Marx generator power supply protection

[MRMILSTAR]

I built a 20-stage Marx generator. The power supply is a flyback transformer driven by a ZVS driver. The ZVS driver is powered by two 12-volt batteries in series for a total of 24 volts. The Marx generator works as expected with 6 inch sparks, or greater if I want to push it. The problem I am having is how to protect the HV power supply, in particular the ZVS driver. The ZVS driver is one of those Chinese $10 units which uses a standard circuit. The problem I have had is that some of the HV discharge kicks back into the flyback secondary. This then appears to induce a voltage into the flyback primary (center-tapped coil with dual 4-turn coils). The induced voltage then kicks back into the MOSFETs of the ZVS driver. Sometimes this voltage exceeds the source-to-drain voltage rating (250 volts) of the MOSFETs and blows them out.

One idea that I had was to connect varistors across the ZVS driver output. One varistor across one 4-turn coil of the flyback primary. Another varistor across the other 4-turn coil of the flyback primary. The 3rd varistor would then connect across the outer turns of the two coils. I know that varistors have a limited lifetime but the Marx generator only fires about every 3 seconds so I think the varistors would last a reasonable amount of time. They are inexpensive and easy to change.

If this seems like a viable approach, what peak voltage rating for the varistors should I use? If this is not a viable idea, does anyone have any other method for protecting the HV power supply?

[T3sl4co1l]

What transistors does it use?

Tim

[MRMILSTAR]

What transistors does it use?

Tim

IRFP250 MOSFETs

[T3sl4co1l]

I would guess, use a ~140V TVS or ~100V MOV, tied as close as possible (shortest wiring distance) to source-drain, and also a 15V TVS from source to gate.

Tim

[coppercone2]

I have a HV pulse circuit thats setup to be triggered with IR that I bought from some national defense lab or something. It discharges a special tube through a transformer, but I noticed something strange about it, the HV supply was connected to the rest of the circuit by a very large choke, I think like 5Henry. I could not figure out for sure what it was, but it isolated the capacitor from the solid state DC supply. I think it might be protection. The supply is too weak to to require current limiting to the capacitor ESR.

[MRMILSTAR]

Since it is the easiest, my initial attempt at protection will be to add several large ferrite cores which I have to the HV lead coming from the flyback transformer. If that doesn't work I will proceed to the MOVs.

[T3sl4co1l]

Ferrite beads are actually rather worthless here: the impedance per core is maybe a hundred ohms, so even with a hundred of them stacked (or tens of turns, but that has the problem of capacitance between turns), a high voltage pulse of, say, 10kV or more, still draws amperes.

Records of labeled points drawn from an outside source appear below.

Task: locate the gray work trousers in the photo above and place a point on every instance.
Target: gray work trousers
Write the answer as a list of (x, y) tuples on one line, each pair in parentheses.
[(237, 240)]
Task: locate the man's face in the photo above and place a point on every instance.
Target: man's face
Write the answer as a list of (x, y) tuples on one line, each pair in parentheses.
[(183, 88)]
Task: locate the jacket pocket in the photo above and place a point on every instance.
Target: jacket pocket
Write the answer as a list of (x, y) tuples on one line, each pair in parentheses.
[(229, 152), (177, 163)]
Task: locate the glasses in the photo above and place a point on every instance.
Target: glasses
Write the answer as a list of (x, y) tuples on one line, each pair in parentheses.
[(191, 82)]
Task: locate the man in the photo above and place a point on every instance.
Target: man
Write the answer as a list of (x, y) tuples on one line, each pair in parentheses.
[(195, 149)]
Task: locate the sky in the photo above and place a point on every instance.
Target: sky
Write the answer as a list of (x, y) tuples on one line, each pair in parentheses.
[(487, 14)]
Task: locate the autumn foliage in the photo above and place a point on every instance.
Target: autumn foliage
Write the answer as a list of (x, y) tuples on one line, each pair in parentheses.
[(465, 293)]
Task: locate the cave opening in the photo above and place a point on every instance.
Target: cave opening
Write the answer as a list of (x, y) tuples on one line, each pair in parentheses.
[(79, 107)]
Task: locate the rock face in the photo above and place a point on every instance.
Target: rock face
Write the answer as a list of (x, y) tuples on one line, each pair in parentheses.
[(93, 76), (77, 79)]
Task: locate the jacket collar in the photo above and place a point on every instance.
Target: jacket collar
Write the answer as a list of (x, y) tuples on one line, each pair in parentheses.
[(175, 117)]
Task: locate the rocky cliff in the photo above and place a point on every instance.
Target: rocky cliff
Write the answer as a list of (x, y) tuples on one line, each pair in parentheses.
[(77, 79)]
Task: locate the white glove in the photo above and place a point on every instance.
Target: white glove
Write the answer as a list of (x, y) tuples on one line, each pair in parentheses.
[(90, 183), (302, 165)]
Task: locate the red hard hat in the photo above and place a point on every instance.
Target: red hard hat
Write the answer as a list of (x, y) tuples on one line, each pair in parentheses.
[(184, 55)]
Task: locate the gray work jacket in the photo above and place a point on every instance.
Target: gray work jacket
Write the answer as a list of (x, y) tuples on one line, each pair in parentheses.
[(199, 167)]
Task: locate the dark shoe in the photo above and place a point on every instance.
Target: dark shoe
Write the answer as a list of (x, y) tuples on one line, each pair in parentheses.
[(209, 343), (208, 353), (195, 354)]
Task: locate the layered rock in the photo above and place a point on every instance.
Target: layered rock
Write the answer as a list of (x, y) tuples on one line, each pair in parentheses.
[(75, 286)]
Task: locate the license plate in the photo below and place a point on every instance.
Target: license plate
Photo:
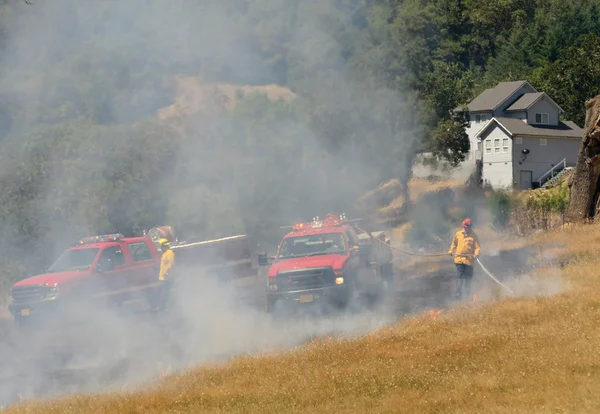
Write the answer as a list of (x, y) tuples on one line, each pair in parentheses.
[(306, 298)]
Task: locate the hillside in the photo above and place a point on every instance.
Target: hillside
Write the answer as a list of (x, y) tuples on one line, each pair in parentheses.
[(525, 354)]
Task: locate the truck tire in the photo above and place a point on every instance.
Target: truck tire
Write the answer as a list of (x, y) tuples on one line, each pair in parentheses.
[(270, 303), (387, 275)]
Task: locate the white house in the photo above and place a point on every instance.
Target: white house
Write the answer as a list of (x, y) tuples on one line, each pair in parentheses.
[(517, 135)]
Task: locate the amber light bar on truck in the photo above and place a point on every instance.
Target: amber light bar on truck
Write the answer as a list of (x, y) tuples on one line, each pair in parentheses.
[(101, 238), (330, 220)]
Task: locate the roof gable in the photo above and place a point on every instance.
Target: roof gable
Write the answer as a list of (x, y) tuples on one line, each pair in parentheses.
[(514, 127), (492, 123), (491, 99), (528, 100)]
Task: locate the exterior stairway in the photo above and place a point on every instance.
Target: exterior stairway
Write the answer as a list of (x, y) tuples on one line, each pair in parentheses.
[(557, 178)]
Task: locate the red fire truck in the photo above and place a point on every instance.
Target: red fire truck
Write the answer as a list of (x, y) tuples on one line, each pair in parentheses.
[(110, 269), (328, 260)]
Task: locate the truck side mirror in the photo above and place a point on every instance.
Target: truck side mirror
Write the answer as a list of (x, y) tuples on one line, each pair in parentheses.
[(262, 259), (105, 266)]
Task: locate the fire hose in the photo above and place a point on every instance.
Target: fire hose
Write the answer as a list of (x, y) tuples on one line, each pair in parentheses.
[(487, 272)]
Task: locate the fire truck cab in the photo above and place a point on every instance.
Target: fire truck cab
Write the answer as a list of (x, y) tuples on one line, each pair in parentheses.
[(322, 260), (108, 267)]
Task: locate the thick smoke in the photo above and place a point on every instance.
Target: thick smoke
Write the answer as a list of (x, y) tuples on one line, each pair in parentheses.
[(111, 66)]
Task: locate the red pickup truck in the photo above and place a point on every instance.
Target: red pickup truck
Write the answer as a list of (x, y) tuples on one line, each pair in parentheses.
[(109, 267), (328, 261)]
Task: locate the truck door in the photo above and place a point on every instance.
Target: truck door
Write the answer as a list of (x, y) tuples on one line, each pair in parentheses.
[(144, 269), (111, 270)]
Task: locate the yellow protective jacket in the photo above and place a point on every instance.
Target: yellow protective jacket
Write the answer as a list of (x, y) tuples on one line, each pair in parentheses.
[(166, 263), (464, 243)]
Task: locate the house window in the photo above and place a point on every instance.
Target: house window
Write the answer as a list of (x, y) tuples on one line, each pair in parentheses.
[(542, 119)]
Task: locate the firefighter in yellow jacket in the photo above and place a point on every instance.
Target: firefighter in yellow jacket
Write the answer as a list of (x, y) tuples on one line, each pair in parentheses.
[(167, 262), (465, 249)]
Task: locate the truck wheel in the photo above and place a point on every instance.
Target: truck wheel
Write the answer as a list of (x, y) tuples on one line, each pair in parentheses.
[(387, 275), (270, 304)]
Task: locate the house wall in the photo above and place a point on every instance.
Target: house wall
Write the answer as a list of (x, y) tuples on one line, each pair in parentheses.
[(541, 158), (472, 130), (497, 166), (543, 106)]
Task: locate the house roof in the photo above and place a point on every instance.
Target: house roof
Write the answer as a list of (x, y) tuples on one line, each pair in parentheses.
[(492, 98), (514, 126), (528, 100)]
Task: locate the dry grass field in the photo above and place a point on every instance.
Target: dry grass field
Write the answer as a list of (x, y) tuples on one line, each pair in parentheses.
[(517, 355)]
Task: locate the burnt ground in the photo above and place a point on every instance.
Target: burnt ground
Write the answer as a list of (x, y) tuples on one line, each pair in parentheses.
[(134, 346)]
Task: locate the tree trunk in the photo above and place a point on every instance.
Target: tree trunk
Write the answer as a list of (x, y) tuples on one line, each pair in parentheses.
[(584, 181)]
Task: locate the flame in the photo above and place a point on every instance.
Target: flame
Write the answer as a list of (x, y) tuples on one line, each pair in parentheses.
[(434, 313)]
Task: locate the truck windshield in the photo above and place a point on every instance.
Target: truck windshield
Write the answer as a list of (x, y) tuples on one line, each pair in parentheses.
[(78, 259), (313, 245)]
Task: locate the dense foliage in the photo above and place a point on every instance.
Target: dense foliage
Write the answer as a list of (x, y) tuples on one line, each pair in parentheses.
[(374, 81)]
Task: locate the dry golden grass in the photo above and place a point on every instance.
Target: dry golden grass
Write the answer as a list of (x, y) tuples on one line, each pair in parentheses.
[(194, 97), (517, 355)]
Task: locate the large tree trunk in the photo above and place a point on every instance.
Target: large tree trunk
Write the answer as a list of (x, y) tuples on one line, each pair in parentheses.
[(584, 181)]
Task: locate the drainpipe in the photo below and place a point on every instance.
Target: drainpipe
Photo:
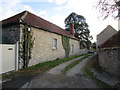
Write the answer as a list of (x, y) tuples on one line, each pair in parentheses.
[(72, 29)]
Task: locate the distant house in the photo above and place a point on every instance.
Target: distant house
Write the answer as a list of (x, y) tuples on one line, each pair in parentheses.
[(47, 44), (103, 36), (109, 55)]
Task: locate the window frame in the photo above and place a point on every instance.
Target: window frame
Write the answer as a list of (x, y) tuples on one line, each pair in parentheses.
[(54, 43)]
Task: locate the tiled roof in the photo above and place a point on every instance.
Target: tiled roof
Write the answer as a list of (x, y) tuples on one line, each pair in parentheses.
[(114, 41), (13, 19), (36, 21)]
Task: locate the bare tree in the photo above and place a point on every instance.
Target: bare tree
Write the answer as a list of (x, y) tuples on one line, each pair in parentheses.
[(109, 7)]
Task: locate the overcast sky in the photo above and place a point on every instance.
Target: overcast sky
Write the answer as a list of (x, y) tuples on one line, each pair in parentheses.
[(56, 11)]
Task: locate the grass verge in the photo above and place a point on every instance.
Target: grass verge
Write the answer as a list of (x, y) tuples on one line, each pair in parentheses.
[(38, 68), (87, 72), (75, 63)]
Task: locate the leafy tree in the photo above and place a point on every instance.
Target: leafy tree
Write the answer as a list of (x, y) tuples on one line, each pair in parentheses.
[(109, 7), (81, 28)]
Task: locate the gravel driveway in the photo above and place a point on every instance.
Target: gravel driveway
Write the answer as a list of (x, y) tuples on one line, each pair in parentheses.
[(53, 78)]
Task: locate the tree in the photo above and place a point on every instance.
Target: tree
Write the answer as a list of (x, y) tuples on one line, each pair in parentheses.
[(109, 7), (81, 28)]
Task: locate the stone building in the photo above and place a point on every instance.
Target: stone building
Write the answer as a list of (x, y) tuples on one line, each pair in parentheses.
[(48, 37), (109, 55)]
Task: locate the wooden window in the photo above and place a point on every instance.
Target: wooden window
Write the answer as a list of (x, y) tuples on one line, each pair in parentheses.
[(54, 43), (72, 48)]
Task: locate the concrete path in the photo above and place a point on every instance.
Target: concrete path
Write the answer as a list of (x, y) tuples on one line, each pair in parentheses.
[(77, 69), (57, 70), (54, 79)]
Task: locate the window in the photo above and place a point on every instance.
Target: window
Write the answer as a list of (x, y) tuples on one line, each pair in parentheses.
[(54, 43), (72, 48)]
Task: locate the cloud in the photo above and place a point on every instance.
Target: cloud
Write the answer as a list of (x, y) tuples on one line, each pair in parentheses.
[(9, 8), (58, 2)]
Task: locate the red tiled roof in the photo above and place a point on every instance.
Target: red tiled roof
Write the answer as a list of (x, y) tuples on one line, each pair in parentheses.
[(36, 21), (114, 41)]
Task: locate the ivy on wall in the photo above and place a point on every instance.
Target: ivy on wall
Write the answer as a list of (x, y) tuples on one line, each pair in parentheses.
[(66, 45), (26, 45)]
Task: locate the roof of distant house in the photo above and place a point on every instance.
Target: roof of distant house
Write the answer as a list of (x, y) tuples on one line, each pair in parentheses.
[(109, 27), (113, 42), (35, 21)]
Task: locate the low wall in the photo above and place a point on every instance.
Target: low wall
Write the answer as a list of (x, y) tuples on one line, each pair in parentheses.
[(109, 60)]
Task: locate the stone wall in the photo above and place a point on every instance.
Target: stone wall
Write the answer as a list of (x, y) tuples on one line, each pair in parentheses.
[(43, 51), (109, 60), (10, 34)]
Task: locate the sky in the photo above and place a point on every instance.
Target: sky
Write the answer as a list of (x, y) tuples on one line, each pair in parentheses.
[(56, 11)]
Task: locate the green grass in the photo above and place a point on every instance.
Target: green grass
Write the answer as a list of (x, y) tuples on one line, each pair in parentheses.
[(74, 63), (87, 72)]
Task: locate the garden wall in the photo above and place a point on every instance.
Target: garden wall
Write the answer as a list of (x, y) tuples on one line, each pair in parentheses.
[(109, 60)]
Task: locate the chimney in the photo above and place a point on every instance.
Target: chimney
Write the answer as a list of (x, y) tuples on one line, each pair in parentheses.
[(72, 29)]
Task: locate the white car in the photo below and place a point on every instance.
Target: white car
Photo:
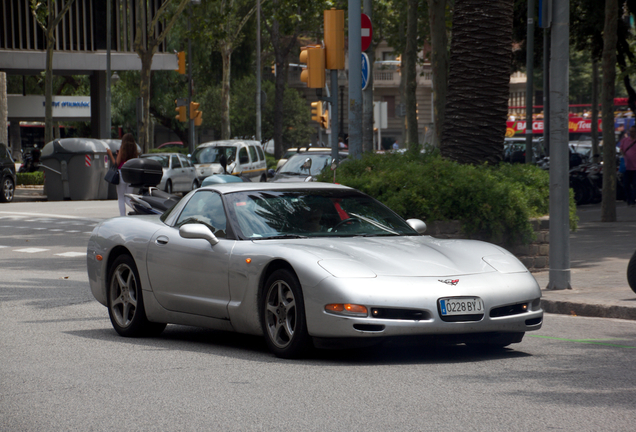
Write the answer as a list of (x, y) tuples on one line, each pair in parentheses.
[(178, 173), (244, 158)]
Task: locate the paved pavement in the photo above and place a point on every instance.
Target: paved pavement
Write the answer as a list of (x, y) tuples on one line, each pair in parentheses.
[(599, 253)]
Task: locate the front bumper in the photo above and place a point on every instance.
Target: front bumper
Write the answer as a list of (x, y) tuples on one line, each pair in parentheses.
[(409, 306)]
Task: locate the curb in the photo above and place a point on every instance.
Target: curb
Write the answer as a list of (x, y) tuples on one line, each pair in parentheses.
[(588, 310)]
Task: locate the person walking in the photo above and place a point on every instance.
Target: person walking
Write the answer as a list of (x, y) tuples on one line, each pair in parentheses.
[(628, 151), (127, 151)]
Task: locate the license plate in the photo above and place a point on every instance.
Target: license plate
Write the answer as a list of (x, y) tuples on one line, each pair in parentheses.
[(461, 306)]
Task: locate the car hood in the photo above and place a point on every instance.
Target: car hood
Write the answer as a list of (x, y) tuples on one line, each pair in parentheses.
[(411, 256)]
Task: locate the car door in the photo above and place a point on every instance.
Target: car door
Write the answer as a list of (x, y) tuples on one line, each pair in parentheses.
[(191, 275)]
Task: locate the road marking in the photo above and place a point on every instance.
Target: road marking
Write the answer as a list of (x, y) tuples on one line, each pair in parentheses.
[(72, 254), (587, 341), (31, 250)]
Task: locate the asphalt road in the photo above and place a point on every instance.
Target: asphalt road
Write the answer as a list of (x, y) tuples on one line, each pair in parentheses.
[(63, 367)]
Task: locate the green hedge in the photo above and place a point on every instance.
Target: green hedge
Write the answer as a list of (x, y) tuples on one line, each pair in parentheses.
[(493, 203), (34, 178)]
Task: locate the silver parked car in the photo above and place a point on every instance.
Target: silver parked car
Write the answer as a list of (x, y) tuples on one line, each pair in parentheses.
[(304, 264), (179, 174)]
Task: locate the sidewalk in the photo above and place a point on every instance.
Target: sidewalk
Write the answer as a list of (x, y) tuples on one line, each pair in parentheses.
[(599, 253)]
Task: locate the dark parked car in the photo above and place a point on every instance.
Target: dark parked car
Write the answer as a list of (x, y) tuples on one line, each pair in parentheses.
[(7, 164)]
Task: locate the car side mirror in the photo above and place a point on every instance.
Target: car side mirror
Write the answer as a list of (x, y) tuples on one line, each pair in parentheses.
[(417, 225), (198, 231)]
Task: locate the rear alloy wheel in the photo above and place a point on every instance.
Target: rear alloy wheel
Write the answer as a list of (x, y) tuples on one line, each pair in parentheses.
[(283, 315), (125, 301), (8, 190)]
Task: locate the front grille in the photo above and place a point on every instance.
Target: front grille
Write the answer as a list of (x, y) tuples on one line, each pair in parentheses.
[(400, 314), (509, 310)]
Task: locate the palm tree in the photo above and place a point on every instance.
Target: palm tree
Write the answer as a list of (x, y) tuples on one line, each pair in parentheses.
[(478, 86)]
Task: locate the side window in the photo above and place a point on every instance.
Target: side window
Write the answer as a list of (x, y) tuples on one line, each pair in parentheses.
[(175, 162), (243, 158), (205, 207), (253, 154)]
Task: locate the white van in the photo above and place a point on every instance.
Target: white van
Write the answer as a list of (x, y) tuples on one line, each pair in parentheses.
[(244, 158)]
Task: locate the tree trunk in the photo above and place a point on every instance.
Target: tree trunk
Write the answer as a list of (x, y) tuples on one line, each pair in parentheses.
[(226, 53), (595, 148), (479, 82), (48, 87), (410, 90), (439, 63), (144, 87), (608, 206)]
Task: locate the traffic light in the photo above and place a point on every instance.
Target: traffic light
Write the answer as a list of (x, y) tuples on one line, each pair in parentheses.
[(314, 73), (181, 62), (195, 114), (316, 111), (180, 109), (334, 38), (324, 120)]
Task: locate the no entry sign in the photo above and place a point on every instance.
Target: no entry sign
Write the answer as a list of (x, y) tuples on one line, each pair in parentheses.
[(366, 31)]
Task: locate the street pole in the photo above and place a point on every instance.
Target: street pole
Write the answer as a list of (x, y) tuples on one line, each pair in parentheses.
[(191, 121), (529, 80), (355, 79), (559, 155), (258, 70), (106, 134)]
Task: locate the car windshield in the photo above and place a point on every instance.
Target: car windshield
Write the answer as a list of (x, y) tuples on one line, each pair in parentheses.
[(213, 154), (298, 165), (312, 213), (162, 159)]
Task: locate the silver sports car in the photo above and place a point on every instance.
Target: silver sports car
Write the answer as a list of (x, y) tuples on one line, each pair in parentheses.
[(305, 264)]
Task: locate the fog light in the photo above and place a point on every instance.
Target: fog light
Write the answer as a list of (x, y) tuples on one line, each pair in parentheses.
[(347, 309)]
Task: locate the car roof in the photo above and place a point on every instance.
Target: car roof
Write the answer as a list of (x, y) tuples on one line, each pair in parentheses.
[(233, 142), (225, 188)]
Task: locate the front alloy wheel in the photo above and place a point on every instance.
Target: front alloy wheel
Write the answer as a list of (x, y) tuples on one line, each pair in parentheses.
[(125, 301), (283, 316)]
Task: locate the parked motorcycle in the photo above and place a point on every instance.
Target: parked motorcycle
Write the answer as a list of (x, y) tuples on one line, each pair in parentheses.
[(145, 174)]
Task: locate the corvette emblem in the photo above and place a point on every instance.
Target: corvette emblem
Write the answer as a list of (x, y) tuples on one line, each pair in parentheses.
[(450, 281)]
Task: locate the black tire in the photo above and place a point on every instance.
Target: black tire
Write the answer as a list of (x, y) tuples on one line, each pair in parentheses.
[(631, 272), (283, 315), (8, 190), (125, 301)]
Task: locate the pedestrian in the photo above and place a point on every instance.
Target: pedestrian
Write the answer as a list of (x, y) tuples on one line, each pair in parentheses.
[(628, 151), (127, 151)]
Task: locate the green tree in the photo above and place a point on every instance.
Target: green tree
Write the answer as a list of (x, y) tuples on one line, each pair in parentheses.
[(45, 14), (221, 24), (146, 43), (284, 21), (478, 86)]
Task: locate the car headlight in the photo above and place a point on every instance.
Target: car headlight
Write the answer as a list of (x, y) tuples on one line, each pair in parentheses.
[(505, 263)]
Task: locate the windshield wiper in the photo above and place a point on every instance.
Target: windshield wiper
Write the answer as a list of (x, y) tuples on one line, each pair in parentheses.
[(282, 236)]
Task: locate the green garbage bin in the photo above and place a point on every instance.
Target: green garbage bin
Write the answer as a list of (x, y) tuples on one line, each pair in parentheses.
[(74, 169)]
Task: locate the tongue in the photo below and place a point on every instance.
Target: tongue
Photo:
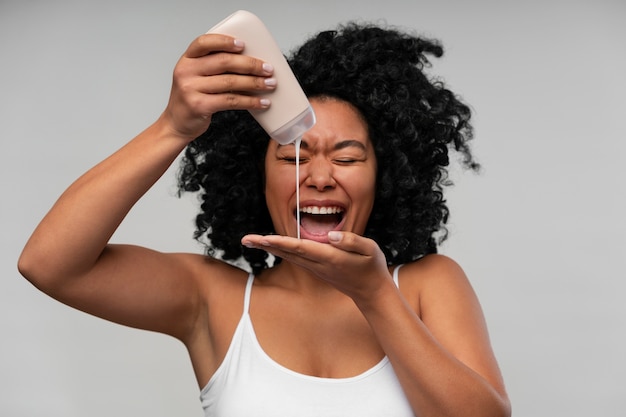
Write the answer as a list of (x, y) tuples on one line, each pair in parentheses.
[(318, 224)]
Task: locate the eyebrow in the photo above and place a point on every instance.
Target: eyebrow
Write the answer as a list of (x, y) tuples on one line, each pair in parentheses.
[(339, 145)]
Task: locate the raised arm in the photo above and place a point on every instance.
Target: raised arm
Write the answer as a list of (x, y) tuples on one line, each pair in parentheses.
[(68, 255)]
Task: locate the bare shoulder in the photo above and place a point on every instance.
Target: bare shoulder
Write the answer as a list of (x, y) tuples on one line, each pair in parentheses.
[(215, 278), (433, 281)]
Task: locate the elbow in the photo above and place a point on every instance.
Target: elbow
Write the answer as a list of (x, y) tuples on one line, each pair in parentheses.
[(36, 269), (503, 407)]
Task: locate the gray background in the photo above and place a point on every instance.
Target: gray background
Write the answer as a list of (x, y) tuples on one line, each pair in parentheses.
[(540, 232)]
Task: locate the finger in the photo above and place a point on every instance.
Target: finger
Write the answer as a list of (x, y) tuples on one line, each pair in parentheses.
[(227, 83), (288, 247), (351, 242), (223, 62), (210, 43)]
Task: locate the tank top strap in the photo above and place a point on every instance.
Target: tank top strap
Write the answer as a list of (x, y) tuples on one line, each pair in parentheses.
[(246, 297), (395, 275)]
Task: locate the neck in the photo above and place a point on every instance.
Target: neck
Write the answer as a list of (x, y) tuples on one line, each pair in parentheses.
[(301, 280)]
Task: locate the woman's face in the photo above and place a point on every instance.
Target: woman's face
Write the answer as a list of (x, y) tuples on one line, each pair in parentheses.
[(337, 175)]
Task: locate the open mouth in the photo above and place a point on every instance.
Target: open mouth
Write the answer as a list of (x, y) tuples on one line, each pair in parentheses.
[(318, 221)]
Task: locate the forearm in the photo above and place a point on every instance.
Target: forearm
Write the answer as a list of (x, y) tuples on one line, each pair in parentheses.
[(435, 382), (73, 234)]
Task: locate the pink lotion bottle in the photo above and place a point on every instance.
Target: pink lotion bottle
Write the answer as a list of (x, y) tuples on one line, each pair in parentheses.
[(290, 114)]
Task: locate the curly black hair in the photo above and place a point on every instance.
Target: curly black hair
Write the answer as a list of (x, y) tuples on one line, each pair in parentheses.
[(413, 120)]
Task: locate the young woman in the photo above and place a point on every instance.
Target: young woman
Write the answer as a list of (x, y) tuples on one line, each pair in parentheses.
[(360, 317)]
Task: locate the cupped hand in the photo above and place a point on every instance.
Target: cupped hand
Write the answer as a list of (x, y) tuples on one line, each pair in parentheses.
[(353, 264), (214, 75)]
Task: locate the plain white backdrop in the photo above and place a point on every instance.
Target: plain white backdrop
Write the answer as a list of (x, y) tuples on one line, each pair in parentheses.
[(540, 232)]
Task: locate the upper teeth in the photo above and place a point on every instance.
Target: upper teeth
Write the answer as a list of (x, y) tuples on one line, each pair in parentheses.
[(321, 210)]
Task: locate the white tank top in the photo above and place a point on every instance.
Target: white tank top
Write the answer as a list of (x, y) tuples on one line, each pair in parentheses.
[(250, 383)]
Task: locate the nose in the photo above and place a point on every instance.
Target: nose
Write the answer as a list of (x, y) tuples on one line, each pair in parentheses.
[(319, 174)]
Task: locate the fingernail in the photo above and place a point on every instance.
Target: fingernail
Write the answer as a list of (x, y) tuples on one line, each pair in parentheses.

And that's if it's a linear system, which it isn't: a ferrite might handle, say, 100µVs of flux, or with tens of turns, thousands of µVs; but at 10kV, that's saturated in a mere 100ns.  You can take some of the edge off, but you can't absorb it this way.

(Flux is just what its units sound like: the voltage across a component, multiplied by time.  If the voltage is constant, flux goes up linearly with time.  If voltage isn't constant, then more generally, it's the integral over time.  Basically, while voltage is positive, flux is counting up; while voltage is negative, flux is counting down.)
(Saturation means the ferrite momentarily loses its inductive property, so the impedance drops and it looks more like a short circuit, or air-cored coil.  Saturation isn't stateful, as soon as the current goes down the impedance goes back up.)

Tim

[MRMILSTAR]

I wasn't so much trying to absorb the kickback pulse, just slow down its rise time. A slower rise time should induce less kickback voltage in the flyback between the primary and secondary.